As the police searched the river, they found a Renault Kangoo panel van on Monday. He said the car belonged to an admin clerk from Lyttleton police station who went missing on Saturday after visiting friends around the area. 

“The wife confirmed that by Sunday morning around 2am, she checked the tracker of the vehicle and saw the vehicle was 1km from their house. She never doubted anything and did not report him missing until yesterday [Monday] after a passer-by alerted the police that there is a vehicle in the river. Our search and rescue [team] searched the river and that is when she acknowledged it was her husband,” said Masemola.

We are told that on that fateful day, it was raining, and the river was overflowing, so we are still investigating.

—  Lt-Gen Shadrack Sibiya

He said the second body [Senoge] was also found on Monday. “We had to abandon the search as it was already dark.”

Cebekhulu's body was the third to be discovered on Tuesday morning. By 2pm police had located a fourth body near a golf course. It had decomposed and has not yet been identified. Later on Tuesday afternoon, Buys' body was found on the other side of the river.

Masemola said there was no link between the three constables and the other two who were found with them. “It has been a difficult six days for members of the police and affected families as we searched everywhere for our three missing police officers,” he said.

He said the high-level team that had been tasked with investigating the officers' disappearance spent sleepless nights combing the length and breadth of Gauteng, Free State and Limpopo.

He said after studying all the evidence the police had gathered, the investigation led them to between the Grasmere Toll Plaza on the N1, past the Buccleuch interchange, onto John Voster Drive. The police used drones to locate the deceased, while and Hawks, the counter-intelligence unit, the Gauteng Traffic Airwing as well as Bidvest Protea Coin Airwing were also involved.

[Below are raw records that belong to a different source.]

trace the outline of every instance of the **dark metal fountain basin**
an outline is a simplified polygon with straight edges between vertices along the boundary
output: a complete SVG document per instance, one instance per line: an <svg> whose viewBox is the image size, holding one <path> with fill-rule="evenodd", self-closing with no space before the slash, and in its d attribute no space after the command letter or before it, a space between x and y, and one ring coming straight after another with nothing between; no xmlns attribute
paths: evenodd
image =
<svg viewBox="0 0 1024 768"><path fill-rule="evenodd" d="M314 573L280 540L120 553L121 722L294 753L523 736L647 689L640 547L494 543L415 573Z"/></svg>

After the gruesome discoveries, the families of the deceased were flown from Bloemfontein to Gauteng to identify their loved ones at a mortuary in Tshwane.

Senoge's father Paul sent a text message to a Sowetan reporter just after 4pm saying: “Hey my sister, my daughter is no more.”

At the scene, where the bodies were found, a steel barrier was bent and looked like a heavy object had crashed onto it. The area had been cordoned off while traffic was slow on the N1. Traffic had to be stopped completely several times to allow the police chopper to land on the road. 

Cebekhulu and Buys, who are from Bloemfontein, worked in Limpopo for Operation Vala Umgodi, a unit that fights illegal mining. They were on their way to their work base after visiting their homes.

Senoge worked at the Park Road police station charge office in Bloemfontein. She was off duty at the time and was accompanying her boyfriend, Cebekhulu, to Limpopo.

Earlier, Lt-Gen Shadrack Sibiya, the deputy national commissioner for crime detection, said: “We are told that on that fateful day, it was raining, and the river was overflowing, so we are still investigating. We are still searching for the vehicle, and as long as we haven’t found the vehicle, it is very difficult to relax.”